As illustrated in Figure 3, the main plate surface of the light guide element 19 facing the front side (the surface covered by the optical element 15) is a light exit surface 19a from which. the light in the light guide element 19 emerges towards the optical element 15 * and the liquid crystal panel 11. In other words, the optical element 15 is disposed between the light exit surface 19a of the light guide element 19 and the liquid crystal panel .11. Between outer peripheral surfaces of the light guide element 19 which are adjacent to the main plate surface, upper and lower end surfaces (the end surfaces of the long side have an elongated shape along the axis X direction) look at the LEDs 17 (the LED board 18) with a predetermined space therebetween. The upper and lower surfaces are each called the light input surface 19b through which the light emitted from the LED 17 enters. As illustrated in Figure 5, the first reflection sheet 20 described above is provided on the front side of the space defined by the LEDs 17 and the light input surface 19, and a second reflection sheet 21 is provided on the side of the space such that the first reflection sheet 20 and the second reflection sheet 21 sandwich the space. In addition to the above space, the first and second reflection sheets 20, 21 wall the end portion of the light guide element 19 and the LED 17. With this configuration, the light emitted from the LED 17 is repeatedly reflected by the first and second reflection sheets 20, 21, and in this way the light can effectively enter the light input surface 19b. The light input surface 19b extends parallel to the X axis direction and the Z axis direction (the main board surface of the LED board 18) and substantially perpendicular to the light output surface 19a. An arrangement direction in which the LED 17 and the light input surface 19b are arranged coincides with the Y axis direction (vertical direction) and is parallel to the light output surface 19a.
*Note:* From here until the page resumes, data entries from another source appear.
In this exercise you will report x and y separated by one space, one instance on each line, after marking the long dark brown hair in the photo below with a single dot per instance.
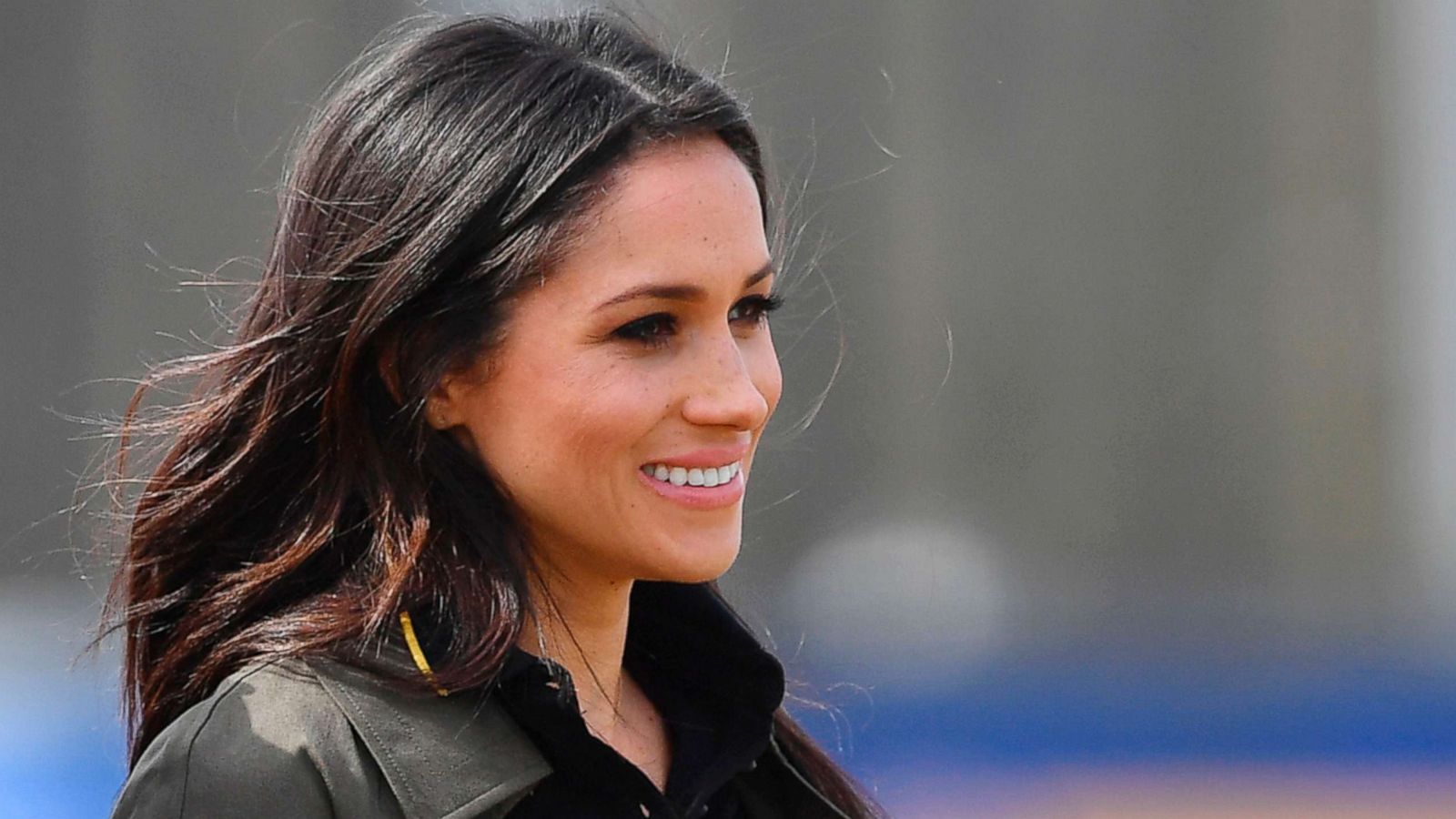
298 499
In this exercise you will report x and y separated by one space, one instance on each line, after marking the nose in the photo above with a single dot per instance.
725 387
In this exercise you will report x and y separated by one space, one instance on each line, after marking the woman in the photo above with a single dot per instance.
437 532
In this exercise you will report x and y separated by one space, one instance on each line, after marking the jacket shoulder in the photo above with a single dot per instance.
268 742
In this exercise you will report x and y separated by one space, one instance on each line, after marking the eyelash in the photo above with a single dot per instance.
655 329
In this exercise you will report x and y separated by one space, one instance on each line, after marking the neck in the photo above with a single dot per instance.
584 630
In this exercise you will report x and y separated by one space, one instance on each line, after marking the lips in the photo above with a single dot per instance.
705 479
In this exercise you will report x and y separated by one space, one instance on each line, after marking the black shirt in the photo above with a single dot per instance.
713 685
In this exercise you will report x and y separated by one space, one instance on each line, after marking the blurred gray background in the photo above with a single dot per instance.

A light guide reflection sheet 22 is provided on a surface 19c opposite the light exit surface 19a of the light guide element 19 to cover the entire surface of the opposite surface 19c. The light guide reflection sheet 22 reflects and guides the light in the light guide element 19 to the front side. In other words, the light guide reflection sheet 22 is sandwiched between the lower plate 14a of the chassis 14 and the light guiding element 19. At least one of the light exit surface 19a and the surface 19c opposite the The light output surface 19a of the light guide element 19 has patterns such that reflection portions (not shown) reflect light in the light guide element 19 or diffuser portions (not shown) that diffuse the light in the light guide element 19 are formed in a predetermined distribution. This makes it possible for the light coming from the light output surface 19a to be controlled in a uniform distribution.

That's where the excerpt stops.